= Take My Hand, Precious Lord =

Song written and composed by Thomas A. Dorsey

"Take My Hand, Precious Lord" (a.k.a. "Precious Lord, Take My Hand") is a gospel song with lyrics by Thomas A. Dorsey. The music to the song was adapted by Dorsey from George N. Allen's hymn tune "Maitland". Dorsey's familiarity with this tune was through the Protestant hymn "Must Jesus Bear the Cross Alone" which used a 1693 text by Thomas Shepherd. This text was set to the tune of "Maitland" by Allen in 1844.

==History==
Dorsey wrote the lyrics to "Take My Hand, Precious Lord" in response to his inconsolable bereavement at the deaths of his wife, Nettie Harper, and his infant son in August 1932. Nettie died while giving birth to their child. Their son died two days after being born. The protestant hymn "Must Jesus Bear the Cross Alone" became Dorsey's inspiration for the music to the song. This hymn used a 1693 text by Thomas Shepherd but with an 1844 musical setting composed by George Nelson Allen known separately as "Maitland". Dorsey's account of the creation of "Precious Lord" was filmed for the 1982 gospel music documentary Say Amen, Somebody.

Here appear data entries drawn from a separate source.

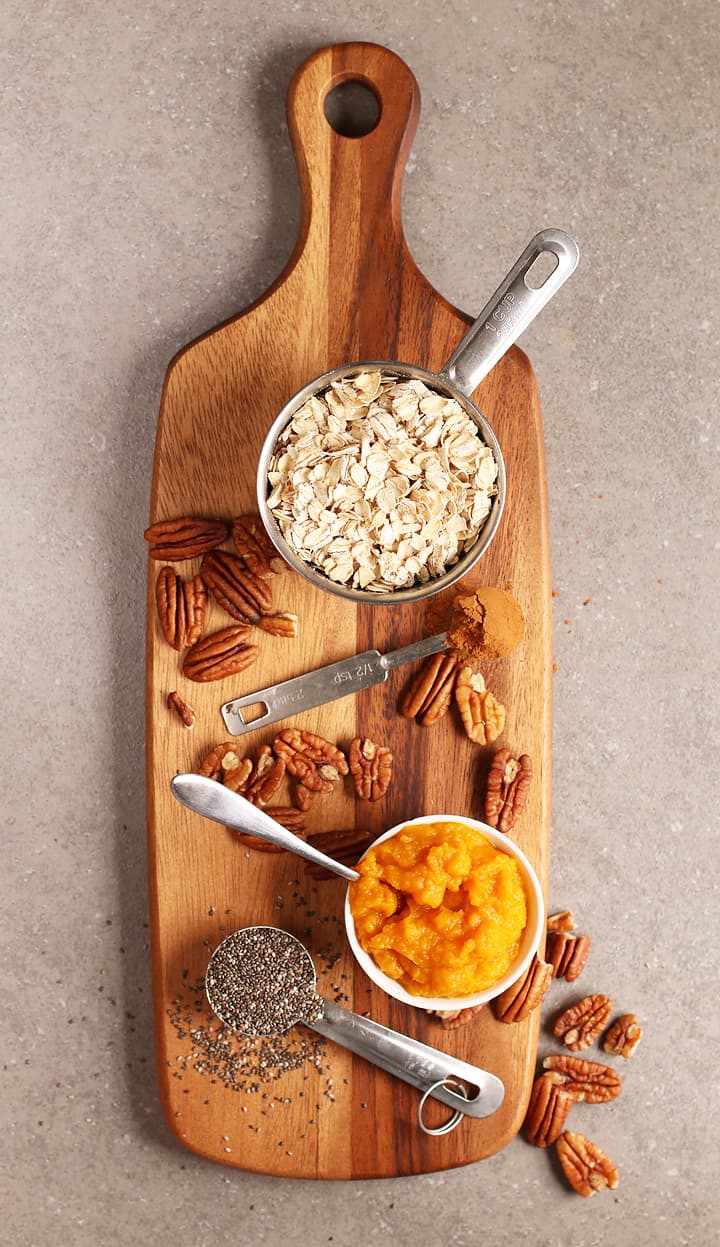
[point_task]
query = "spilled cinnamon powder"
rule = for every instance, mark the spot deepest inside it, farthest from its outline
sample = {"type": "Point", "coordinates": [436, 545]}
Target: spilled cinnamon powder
{"type": "Point", "coordinates": [487, 624]}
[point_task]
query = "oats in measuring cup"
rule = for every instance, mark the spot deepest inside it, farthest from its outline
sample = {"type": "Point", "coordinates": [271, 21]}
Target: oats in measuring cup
{"type": "Point", "coordinates": [381, 483]}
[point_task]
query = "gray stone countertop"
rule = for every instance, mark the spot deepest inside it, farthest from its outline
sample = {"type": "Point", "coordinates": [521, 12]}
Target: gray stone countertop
{"type": "Point", "coordinates": [149, 193]}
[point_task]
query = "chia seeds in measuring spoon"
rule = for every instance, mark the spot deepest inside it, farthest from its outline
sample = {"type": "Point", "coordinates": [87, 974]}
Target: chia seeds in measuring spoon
{"type": "Point", "coordinates": [261, 982]}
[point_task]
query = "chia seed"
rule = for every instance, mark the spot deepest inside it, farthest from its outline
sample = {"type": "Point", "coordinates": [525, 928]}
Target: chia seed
{"type": "Point", "coordinates": [261, 982]}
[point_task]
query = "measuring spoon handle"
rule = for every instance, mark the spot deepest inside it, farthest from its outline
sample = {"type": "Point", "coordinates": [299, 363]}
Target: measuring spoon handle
{"type": "Point", "coordinates": [412, 1061]}
{"type": "Point", "coordinates": [222, 804]}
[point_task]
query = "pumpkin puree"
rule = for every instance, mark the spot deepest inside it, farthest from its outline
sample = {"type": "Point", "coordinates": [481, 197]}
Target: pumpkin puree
{"type": "Point", "coordinates": [439, 909]}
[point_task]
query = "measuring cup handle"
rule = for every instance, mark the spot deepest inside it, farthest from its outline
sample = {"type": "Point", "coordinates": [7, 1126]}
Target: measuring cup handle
{"type": "Point", "coordinates": [412, 1061]}
{"type": "Point", "coordinates": [512, 308]}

An early recording of "Take My Hand, Precious Lord" was made on February 16, 1937, by the Heavenly Gospel Singers (Bluebird B6846). "Take My Hand, Precious Lord" was first published in 1938. "Take My Hand, Precious Lord" is published in more than 40 languages.

==Performances==
It was Martin Luther King Jr.'s favorite song, and he often invited gospel singer Mahalia Jackson to sing it at civil rights rallies to inspire crowds; at his request she sang it at his funeral in April 1968. King's last words before his assassination was a request for musician Ben Branch to play it at a service he was due to attend that night. King's exact last words were "Ben, make sure you play 'Take My Hand, Precious Lord' in the meeting tonight. Play it real pretty." Opera singer Leontyne Price sang it at the state funeral of President Lyndon B. Johnson in January 1973, and Aretha Franklin sang it at Mahalia Jackson's funeral in 1972. Franklin also recorded a live version of the song for her album Amazing Grace (1972) as a medley with "You've Got a Friend". It was sung by Nina Simone at the Westbury Music Fair on April 7, 1968, three days after King's assassination. That evening was dedicated to him and recorded on the album 'Nuff Said!. It was also performed by Ledisi in the movie and soundtrack for Selma in which Ledisi portrays Mahalia Jackson. It was also performed by Beyoncé at the 57th Annual Grammy Awards on February 8, 2015. Dave Grohl recited the lyrics of the song at a remembrance service for his friend, Lemmy from Motörhead, in January 2016.

==Recordings==
Many notable musicians have recorded "Take My Hand, Precious Lord". It was recorded by Mahalia Jackson on Tuesday March 27, 1956, on the album Bless This House (Columbia Records CL 899) with The Fall-Jones Ensemble: Mildred Falls (piano), Ralph Jones (organ).

- 1938: Selah Jubilee Singers (Decca 7598)
- 1939: The Soul Stirrers (Down Beat 103)
- 1941: Sister Rosetta Tharpe (Decca 8610)
- 1954: The Blind Boys Of Alabama on Oh Lord, Stand By Me (Speciality)
- 1954: Little Jimmy Dickens on Old Country Church (Columbia)
- 1956: Mahalia Jackson on Bless This House (Columbia)
- 1956: Aretha Franklin on Songs of Faith
- 1957: Elvis Presley on Elvis' Christmas Album (RCA Victor)
- 1961: Blind Connie Williams
- 1962: Jim Reeves on We Thank Thee (RCA Victor)
- 1963: Ralph Carmichael on Hymns at Sunset (Capitol, re-released in 1972 on Light Records)
- 1982: Al Green on Precious Lord (Grammy winner)
- 1984: Denny Correll on Golden Hymns (DC Records)
- 1973 Link Wray on Beans and Fatback (Virgin)
- 2014: Ledisi from Selma
- 2017: Dee Dee Bridgewater on Memphis... Yes, I'm Ready
- 2019: Kimbra on Offering, 2019 charity album
- 2023: Kristin Hayter on Saved!

==Accolades==
"Take My Hand, Precious Lord" was inducted into the Christian Music Hall of Fame in 2007. It was also included in the list of Songs of the Century, by the Recording Industry Association of America and the National Endowment for the Arts. In 2012, Mahalia Jackson's recording of "Precious Lord, Take My Hand" was honored with the Grammy Hall of Fame Award.

In June 2026, CBS News included the song in its list of the 250 essential American songs of the past 250 years.